# How Predictable is the English Premier League?

The reason why football is so exciting is uncertainty. The outcome of any match or league is unknown, and you get to watch the action unfold without knowing what’s going to happen. Watching matches where you know the score is never exciting.

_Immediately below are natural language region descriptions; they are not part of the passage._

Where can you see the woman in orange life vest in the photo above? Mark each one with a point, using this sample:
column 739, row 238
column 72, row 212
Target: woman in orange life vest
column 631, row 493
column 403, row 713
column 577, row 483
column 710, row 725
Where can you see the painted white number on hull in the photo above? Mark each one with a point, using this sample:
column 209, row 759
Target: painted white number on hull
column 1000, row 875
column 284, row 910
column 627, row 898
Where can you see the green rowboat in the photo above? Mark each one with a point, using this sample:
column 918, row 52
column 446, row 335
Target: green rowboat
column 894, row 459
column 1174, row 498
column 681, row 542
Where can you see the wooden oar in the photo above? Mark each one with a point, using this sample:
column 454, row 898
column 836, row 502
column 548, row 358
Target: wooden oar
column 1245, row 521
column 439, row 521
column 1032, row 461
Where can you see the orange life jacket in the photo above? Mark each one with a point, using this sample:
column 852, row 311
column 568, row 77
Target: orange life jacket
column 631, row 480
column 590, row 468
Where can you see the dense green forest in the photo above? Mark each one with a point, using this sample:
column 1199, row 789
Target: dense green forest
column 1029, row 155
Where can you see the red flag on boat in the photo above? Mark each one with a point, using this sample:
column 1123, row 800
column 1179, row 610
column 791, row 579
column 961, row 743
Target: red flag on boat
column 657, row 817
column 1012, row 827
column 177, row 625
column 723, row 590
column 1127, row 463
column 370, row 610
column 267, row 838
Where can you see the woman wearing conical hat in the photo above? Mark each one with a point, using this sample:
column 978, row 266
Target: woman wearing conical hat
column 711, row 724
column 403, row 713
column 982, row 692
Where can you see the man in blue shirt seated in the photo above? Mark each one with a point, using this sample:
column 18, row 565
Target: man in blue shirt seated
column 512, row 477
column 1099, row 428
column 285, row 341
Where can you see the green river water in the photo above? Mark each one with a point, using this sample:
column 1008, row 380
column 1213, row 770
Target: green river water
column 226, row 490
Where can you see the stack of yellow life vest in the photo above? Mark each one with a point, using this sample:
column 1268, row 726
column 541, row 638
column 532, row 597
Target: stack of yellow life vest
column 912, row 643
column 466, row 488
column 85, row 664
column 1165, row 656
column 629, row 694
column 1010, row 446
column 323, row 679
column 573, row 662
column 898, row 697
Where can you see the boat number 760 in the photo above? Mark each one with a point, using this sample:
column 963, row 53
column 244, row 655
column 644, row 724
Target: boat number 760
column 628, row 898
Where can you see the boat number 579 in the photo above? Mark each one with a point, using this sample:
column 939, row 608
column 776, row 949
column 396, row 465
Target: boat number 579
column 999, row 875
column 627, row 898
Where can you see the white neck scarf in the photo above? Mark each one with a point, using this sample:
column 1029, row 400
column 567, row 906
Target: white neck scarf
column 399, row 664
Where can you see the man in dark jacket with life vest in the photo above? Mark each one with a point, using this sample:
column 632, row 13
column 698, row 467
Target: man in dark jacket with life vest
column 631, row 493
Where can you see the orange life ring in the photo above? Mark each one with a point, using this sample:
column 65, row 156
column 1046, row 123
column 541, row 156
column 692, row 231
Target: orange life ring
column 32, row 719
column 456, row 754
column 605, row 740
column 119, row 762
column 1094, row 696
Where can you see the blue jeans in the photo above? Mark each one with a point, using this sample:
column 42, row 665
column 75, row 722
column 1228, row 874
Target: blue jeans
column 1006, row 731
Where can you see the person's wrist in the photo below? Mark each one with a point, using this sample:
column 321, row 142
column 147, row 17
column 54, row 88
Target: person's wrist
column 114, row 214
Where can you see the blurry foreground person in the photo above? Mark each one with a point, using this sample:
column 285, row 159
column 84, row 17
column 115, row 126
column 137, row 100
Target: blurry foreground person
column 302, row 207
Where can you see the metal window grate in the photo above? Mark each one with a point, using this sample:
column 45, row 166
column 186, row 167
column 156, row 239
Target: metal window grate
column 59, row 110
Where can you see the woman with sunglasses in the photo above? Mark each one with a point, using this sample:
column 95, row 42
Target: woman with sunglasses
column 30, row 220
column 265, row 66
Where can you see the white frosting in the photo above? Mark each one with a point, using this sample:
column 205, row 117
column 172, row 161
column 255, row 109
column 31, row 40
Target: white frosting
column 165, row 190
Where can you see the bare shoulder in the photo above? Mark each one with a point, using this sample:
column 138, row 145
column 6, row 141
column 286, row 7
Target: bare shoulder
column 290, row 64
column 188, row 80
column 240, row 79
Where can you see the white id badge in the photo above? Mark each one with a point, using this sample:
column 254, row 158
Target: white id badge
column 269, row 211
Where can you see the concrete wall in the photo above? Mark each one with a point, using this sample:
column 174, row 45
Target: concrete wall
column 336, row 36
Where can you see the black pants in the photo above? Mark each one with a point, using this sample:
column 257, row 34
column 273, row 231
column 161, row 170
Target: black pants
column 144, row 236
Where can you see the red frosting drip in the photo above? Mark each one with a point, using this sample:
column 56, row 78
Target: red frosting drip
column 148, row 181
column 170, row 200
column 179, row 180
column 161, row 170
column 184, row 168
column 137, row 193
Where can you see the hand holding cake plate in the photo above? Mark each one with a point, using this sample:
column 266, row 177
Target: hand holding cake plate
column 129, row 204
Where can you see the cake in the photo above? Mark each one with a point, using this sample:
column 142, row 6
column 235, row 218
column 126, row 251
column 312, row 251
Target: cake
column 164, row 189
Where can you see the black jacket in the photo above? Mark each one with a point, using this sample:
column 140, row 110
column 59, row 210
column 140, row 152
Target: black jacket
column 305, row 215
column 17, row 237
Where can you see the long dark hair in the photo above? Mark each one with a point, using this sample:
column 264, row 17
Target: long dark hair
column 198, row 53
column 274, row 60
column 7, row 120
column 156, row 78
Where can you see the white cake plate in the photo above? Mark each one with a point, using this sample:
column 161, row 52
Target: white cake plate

This weekend the English Premier League season will conclude with little fanfare. Bar one relegation place, the league positions have already been determined. In fact, these positions were, for the most part, decided weeks ago. The element of uncertainty seems to have been reduced this season.

With this in mind, I wanted to look at uncertainty over the long run in English football. To do this used the data provided by http://www.football-data.co.uk/ and analyzed these with R. These data consist of 34,740 matches played in the top 5 divisions of English football between 2000 and 2015, containing information about both the result and the odds offered by bookies on this result.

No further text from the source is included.